In DIPC, each computer is allowed to access the shared memory for at least a configurable time quantum. This lessens the chance of the shared memory being transferred frequently over the network, which could result in bad performance.
DIPC assumes a fail-stop (see Resources 9) distributed environment, so it employs time-outs to find out about any problem. The at-most-once semantics (see Resources 1) is used here, meaning DIPC tries everything just once. In case of error, it simply informs the relevant processes, either by a system call return value or, for shared memory read/writes, by a signal. DIPC itself does not do anything to overcome the problem. The user processes should decide how to deal with the error. This is normal behavior in many other cases in UNIX .
It is important to provide some means to make sure that the data are accessed only by people with proper permissions. DIPC uses login names, not user IDs, to identify users. Remote operations are performed after assuming the identity of the person who executed the system call originally. For this to work, one login name on all computers in a DIPC cluster should denote the same person.
In order to prevent intrusion to DIPC clusters, addresses of the computers allowed to take part in a cluster should be put in a file for DIPC to consult.
DIPC is under development mainly in the Iran University of Science and Technology's (IUST) Department of Computer Engineering, but people from different parts of the world are currently working on it. A port to Linux for Motorola 680x0 processors has been completed. This made DIPC a heterogeneous system, as the two versions can communicate with each other. DIPC's sources and related documents can be found on the Internet via anonymous FTP at sunsite.unc.edu, in /pub/Linux/system/network/distrib/, or can be downloaded from DIPC's web page at http://wallybox.cei.net/dipc/.
DIPC belongs to the Linux users community, and the ultimate goal is to make it an integral part of the Linux operating system. Considering the inadequacy of computing and informational facilities in IUST, the only way to make sure this software will survive is for interested people to join in its development.
To subscribe to DIPC's mailing list, send e-mail to email@example.com with the body containing “subscribe linux-dipc”. Postings should go to firstname.lastname@example.org.

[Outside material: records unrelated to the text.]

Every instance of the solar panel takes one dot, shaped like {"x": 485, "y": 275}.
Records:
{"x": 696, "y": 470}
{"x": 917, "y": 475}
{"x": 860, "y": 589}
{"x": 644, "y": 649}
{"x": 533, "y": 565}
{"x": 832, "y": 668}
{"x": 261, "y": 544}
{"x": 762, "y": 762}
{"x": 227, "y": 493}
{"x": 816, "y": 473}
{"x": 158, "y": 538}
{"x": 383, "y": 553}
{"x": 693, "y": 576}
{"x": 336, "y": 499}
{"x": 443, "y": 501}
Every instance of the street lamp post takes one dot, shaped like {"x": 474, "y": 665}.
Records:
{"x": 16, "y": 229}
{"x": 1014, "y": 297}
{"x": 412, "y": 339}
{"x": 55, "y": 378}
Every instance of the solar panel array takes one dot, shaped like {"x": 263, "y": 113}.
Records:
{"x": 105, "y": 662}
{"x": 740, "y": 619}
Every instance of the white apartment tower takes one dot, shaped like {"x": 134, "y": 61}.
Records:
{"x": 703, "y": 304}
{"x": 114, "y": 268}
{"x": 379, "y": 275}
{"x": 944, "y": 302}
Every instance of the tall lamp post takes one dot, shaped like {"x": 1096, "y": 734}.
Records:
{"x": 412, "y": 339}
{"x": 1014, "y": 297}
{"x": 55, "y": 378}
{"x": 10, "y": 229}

DIPC is a simple distributed system that works by bringing new functionality to an IPC system designed decades ago. Many of the DIPC's nicer features are the result of its being hidden inside the kernel. Considering its main characteristics, DIPC has the potential to introduce ordinary programmers to distributed programming, thus making Linux one of the first operating systems with usable and really used distributed programming facilities.

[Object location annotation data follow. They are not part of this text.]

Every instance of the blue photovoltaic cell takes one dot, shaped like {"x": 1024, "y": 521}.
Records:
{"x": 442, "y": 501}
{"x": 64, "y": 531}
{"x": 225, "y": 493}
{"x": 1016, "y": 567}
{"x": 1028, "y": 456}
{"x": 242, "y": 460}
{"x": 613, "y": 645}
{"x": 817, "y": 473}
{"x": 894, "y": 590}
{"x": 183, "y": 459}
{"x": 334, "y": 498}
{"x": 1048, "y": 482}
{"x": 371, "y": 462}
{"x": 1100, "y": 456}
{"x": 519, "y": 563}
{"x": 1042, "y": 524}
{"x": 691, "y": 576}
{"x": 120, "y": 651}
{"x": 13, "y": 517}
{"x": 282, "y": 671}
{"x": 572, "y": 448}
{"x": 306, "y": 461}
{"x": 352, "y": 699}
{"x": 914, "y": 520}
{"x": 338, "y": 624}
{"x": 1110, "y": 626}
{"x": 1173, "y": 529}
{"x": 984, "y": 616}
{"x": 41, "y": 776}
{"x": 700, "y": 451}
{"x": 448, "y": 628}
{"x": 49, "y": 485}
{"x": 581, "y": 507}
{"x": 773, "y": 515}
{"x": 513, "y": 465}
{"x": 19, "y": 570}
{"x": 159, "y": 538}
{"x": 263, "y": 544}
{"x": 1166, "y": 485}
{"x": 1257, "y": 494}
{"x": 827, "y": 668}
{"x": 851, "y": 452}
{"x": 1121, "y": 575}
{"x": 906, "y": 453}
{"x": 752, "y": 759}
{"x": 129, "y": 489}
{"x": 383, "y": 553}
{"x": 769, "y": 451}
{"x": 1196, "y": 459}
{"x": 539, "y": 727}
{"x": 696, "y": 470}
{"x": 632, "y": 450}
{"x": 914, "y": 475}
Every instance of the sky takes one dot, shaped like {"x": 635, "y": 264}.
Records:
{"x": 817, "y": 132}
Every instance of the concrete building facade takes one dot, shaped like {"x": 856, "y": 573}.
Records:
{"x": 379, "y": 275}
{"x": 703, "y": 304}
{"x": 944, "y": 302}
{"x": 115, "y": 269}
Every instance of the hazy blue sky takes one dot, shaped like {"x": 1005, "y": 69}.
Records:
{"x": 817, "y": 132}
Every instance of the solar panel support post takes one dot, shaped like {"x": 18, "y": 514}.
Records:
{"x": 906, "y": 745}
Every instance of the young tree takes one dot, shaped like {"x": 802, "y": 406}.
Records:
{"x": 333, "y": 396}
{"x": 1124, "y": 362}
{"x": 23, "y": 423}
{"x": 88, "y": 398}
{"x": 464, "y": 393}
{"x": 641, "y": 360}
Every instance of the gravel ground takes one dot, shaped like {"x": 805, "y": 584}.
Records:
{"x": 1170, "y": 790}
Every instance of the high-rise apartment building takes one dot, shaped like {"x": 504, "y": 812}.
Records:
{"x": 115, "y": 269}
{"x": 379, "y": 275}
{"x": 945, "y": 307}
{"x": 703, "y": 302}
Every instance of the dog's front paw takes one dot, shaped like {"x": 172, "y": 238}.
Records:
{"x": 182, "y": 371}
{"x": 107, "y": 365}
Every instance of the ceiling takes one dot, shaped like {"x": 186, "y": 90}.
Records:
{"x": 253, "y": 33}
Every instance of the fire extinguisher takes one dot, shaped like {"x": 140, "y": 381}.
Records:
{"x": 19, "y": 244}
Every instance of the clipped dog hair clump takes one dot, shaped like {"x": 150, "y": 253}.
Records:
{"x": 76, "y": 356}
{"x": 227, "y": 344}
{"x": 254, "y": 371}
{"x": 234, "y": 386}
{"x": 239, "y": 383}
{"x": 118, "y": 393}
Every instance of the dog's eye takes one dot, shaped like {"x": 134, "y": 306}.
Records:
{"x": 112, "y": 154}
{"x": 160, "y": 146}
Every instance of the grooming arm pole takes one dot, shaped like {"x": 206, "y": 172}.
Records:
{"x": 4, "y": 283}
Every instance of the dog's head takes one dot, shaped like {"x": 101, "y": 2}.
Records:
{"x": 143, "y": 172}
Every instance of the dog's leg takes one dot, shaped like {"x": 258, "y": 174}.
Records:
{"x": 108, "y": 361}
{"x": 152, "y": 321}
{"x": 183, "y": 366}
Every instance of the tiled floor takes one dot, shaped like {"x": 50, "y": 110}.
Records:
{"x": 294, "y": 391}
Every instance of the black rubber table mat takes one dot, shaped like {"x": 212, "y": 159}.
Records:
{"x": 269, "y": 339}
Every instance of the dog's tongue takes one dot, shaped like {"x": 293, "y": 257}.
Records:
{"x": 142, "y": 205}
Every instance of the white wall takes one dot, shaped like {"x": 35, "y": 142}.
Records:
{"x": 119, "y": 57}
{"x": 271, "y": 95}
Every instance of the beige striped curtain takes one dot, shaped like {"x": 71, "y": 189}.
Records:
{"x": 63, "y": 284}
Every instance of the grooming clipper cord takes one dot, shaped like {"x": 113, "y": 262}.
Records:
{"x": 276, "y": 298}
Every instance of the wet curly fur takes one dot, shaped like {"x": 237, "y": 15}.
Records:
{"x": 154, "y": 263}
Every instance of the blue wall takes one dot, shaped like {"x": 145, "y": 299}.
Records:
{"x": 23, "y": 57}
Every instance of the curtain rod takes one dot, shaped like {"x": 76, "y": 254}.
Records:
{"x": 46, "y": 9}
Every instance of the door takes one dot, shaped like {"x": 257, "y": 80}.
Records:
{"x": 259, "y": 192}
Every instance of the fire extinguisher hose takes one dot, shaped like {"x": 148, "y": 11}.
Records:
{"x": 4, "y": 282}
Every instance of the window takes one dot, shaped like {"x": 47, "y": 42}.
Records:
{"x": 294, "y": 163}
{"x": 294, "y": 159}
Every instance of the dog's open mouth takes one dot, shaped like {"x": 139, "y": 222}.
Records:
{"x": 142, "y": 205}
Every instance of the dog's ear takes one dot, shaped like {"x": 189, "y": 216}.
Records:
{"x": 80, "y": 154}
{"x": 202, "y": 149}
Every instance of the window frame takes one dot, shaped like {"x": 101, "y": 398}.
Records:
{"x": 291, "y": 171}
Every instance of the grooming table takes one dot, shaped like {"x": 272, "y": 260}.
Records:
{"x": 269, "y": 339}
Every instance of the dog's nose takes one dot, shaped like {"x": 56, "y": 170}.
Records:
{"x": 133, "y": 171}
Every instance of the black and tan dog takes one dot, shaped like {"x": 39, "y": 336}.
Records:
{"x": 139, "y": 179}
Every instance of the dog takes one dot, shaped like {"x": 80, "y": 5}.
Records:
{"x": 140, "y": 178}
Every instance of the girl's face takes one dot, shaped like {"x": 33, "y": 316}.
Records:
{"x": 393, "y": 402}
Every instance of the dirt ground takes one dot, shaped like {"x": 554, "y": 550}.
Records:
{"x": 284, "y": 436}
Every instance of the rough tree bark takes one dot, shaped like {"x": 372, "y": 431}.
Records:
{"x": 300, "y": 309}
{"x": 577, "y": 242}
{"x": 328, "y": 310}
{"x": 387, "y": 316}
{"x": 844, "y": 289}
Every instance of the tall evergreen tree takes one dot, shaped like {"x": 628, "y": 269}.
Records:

Several experimental distributed systems are available for use. Many of them have been implemented in universities running UNIX variants on workstations produced by different manufacturers. The fact that, in most cases, researchers did not have free access to the underlying operating system's source code has had a big influence on the design decisions. The availability of source code in Linux has provided new ways to deal with the problems of distributed programming. DIPC is an example of what can be done when one has access to the operating system sources. Some could mention the problems in porting DIPC to proprietary operating systems with no publicly available source code as a drawback. However, in our opinion, proprietary operating system vendors and their users are the ones at a loss here, as they cannot take advantage of more easy-to-use distributed systems developed by third parties. This statement does not mean DIPC could not be implemented in other UNIX variants supporting System V IPC, but implies that the port can only be attempted by people with access to kernel source code.